Scrubber technology has drawn its fair share of criticism, but it is firmly entrenched in the dichotomous debate about complying with the International Maritime Organization’s (IMO’s) 2020 global sulphur cap on marine fuels.

With about 15 months to go, the shipping industry is broadly split into two camps – either to burn low-sulphur fuel or install a scrubber system.

More major shipowners have come out in favour of scrubber technology in the past three months, said Andrew Hoare, managing director at Navig8 Asia, at the Marine Money Asia conference held in Singapore this week.

Navig8 is one of the earlier advocates of scrubber technology, having opted for scrubber-fitted newbuildings. To this, Hoare gave his vote of confidence. “Not only do [scrubbers] work, they’ve also exceeded performance requirements expected of scrubbers.”

“We back scrubbers because we recognise that the IMO 2020 regulations are a very disruptive event to our industry. We can see clearly today from the pricing differentials that there will be a huge opportunity, but there will also be a huge amount of disruption down the supply chain.”

Because of yard capacity constraints, however, it would be impossible for the entire global fleet to be fitted with scrubbers by 2020, even if they chose to, said Sadan Kaptanoglu, president designate of BIMCO and managing director of HI Kaptanoglu Shipping.

Scrubber technology also requires expertise and training on the part of the crew. According to Mario Moretti, senior director of marine and energy at RINA, the type of scrubber system to be employed and how to dispose of resulting sludge are key issues that shipowners must address.

One of the drawbacks of opting for scrubbers is the high capital cost upfront. This has also been compounded not just by a liquidity crunch, but also by the uncertainty of the business landscape ahead.
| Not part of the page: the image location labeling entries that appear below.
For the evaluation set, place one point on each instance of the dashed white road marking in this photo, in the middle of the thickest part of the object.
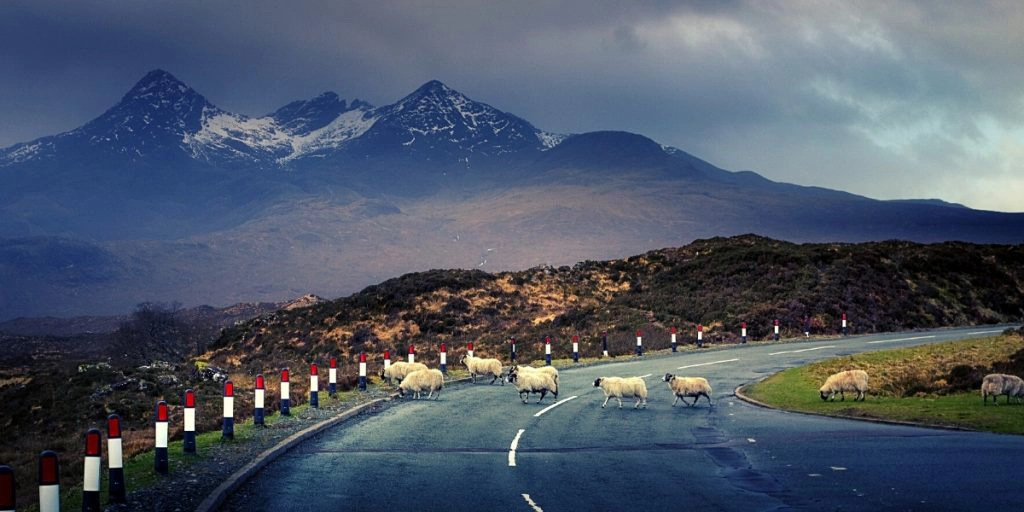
(531, 504)
(514, 446)
(901, 339)
(553, 406)
(803, 350)
(708, 364)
From a banker’s perspective, this presents both risk and opportunity, said Nicolas Parrot, head of transportation at BNP Paribas. As a financial institute, BNP Paribas’ role is not to influence decisions, but rather to support their clients’ decision.

For shipowners that opt for scrubbers, the bank can help with the financing aspect, Parrot said. Those who decide not to go with scrubbers may be exposed to the price of fuel. They have the option of hedging, and this can provide visibility on the costs for at least the first few years.

“Overall, we see this as a good opportunity for a dialogue with the client,” said Parrot.

“The 2020 sulphur cap is probably one of the industry’s most defining moments since we moved from coal to oil over a hundred years ago,” said Michael Phoon, executive director of the Singapore Shipping Association (SSA).

Intertanko's regional manager of Asia-Pacific and environment director Tim Wilkins offers a systematic approach to addressing the regulation, by considering all the known and unknown factors that need to be addressed.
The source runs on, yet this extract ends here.